L’un se montre assuré avant un départ espéré pour l’Europe, l’autre fait peine à voir de retour de Libye : Ousmane Baldé et Ali Idrisu, deux jeunes migrants, se retrouvent à Agadez, capitale du nord du Niger devenu passage obligé pour clandestins africains.
"Je n’ai pas peur", affirme le premier, un Dakarois de 22 ans rencontré de nuit à son arrivée à la gare routière, le teint frais et le vêtement coquet malgré une semaine de voyage qui l'a fait avaler Sénégal, Mali, Burkina Faso et Niger.
Le plus dur reste toutefois à venir : le franchissement du Sahara, durant lequel nombre de ses congénères ont déjà péri, celui de la très instable Libye, et surtout la traversée de la Méditerranée, où 1.800 migrants sont morts cette année.
Le Sénégalais longiligne dit compter sur "Dieu" pour le porter jusqu’en Italie.

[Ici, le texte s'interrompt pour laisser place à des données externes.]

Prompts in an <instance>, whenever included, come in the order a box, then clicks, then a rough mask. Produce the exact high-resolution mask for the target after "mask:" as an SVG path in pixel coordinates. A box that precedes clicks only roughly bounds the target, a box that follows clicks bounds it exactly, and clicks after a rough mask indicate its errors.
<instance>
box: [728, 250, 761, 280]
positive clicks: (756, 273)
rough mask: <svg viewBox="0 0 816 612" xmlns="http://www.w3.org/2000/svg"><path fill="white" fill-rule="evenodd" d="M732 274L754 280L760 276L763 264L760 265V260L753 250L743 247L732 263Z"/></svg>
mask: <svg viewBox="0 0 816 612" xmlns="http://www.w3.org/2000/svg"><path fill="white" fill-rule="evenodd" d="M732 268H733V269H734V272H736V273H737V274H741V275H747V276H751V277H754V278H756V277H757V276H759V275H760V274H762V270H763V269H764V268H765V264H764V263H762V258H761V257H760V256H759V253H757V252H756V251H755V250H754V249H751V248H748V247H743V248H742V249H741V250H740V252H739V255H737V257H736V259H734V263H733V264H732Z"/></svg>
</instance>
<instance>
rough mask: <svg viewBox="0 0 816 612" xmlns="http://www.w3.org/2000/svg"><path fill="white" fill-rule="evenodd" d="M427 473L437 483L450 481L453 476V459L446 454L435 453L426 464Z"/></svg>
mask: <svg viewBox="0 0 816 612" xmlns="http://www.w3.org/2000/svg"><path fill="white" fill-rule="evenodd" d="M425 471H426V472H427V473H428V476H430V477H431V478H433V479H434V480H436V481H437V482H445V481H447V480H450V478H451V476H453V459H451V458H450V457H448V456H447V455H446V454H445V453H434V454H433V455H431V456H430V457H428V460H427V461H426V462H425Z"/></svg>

Ce même Dieu qui selon lui a "aidé" son aîné à rejoindre l'Espagne par bateau il y a quelques années via le Maroc.
Un autre frère d’Ousmane vit actuellement en Libye. Tous deux l’aident à financer son voyage malgré les risques encourus, afin de fuir un quotidien dakarois désargenté sans toutefois être miséreux.
"Si je ne sors pas travailler, je ne peux pas avancer", se justifie-t-il.
Ali Idrisu, un Ghanéen d'Accra, a lui aussi rêvé d’avancer. Pas forcément en Europe mais plutôt à Tripoli, où il comptait devenir "une star" du football, pour ensuite rejoindre les rangs de son équipe nationale.
Mais la machine s’est enrayée dès son départ d’Agadez, il y a un an et demi. Entassé avec 24 autres migrants dans un pick-up, "nous n’avions pas assez d’eau, de nourriture. Nous nous faisions battre", raconte-t-il à son retour de Libye, à peine descendu d'un 4X4 poussiéreux.
- Cadavres dans le Sahara -
"Si par hasard un migrant tombe, la voiture ne s'arrête pas, le chauffeur continue son chemin", en partie par crainte de s'ensabler, explique Amadou Hamidine Maliki, le responsable de l'Organisation internationale pour les migrations (OIM) à Agadez.
Si l'infortuné est chanceux, un autre véhicule peut le sauver. Dans le cas contraire, il agonise dans le Sahara. "Les migrants nous racontent que dans le désert, ils voient des corps de migrants", poursuit-il.
"J’ai vu des gens mourir dans le désert", confirme calmement Ali, dont le calvaire ne s'est ensuite jamais vraiment arrêté.
Dépouillé de son téléphone portable et de ses papiers à son arrivée en Libye, le sportif, devenu maçon pour survivre, affirme avoir été victime de maltraitance dans son ex-pays d'accueil, où "ils considèrent les noirs comme des animaux".
Malgré des mois passés à travailler "7 jours/7, 24 heures/24", le Ghanéen estime avoir "tout perdu" dans son exil libyen, à commencer par ses illusions.
"Je n’ai pas vu un terrain de foot", se désole-t-il. Et d'écarter son humble boubou marron sali par une semaine de voyage entre Tripoli et Agadez : "c'est tout ce qu'il me reste".
Ali Idrisu était parti à la conquête de la Libye avec ses chaussures de foot, qu’il avait réussi à conserver durant tout son séjour. Symboles de son échec, il les a finalement abandonnées sur place.
Quelque 150.000 migrants passeront par Agadez en 2015, dont une bonne partie rejoindra la Libye puis éventuellement de l'Europe, estiment les autorités.
Des milliers d'autres sont déjà revenus cette année dans la capitale du nord nigérien, "sans argent", "dans un état de fatigue avancé" et souvent "avec des problèmes respiratoires dus à la poussière" inspirée en cours de route, selon M. Maliki.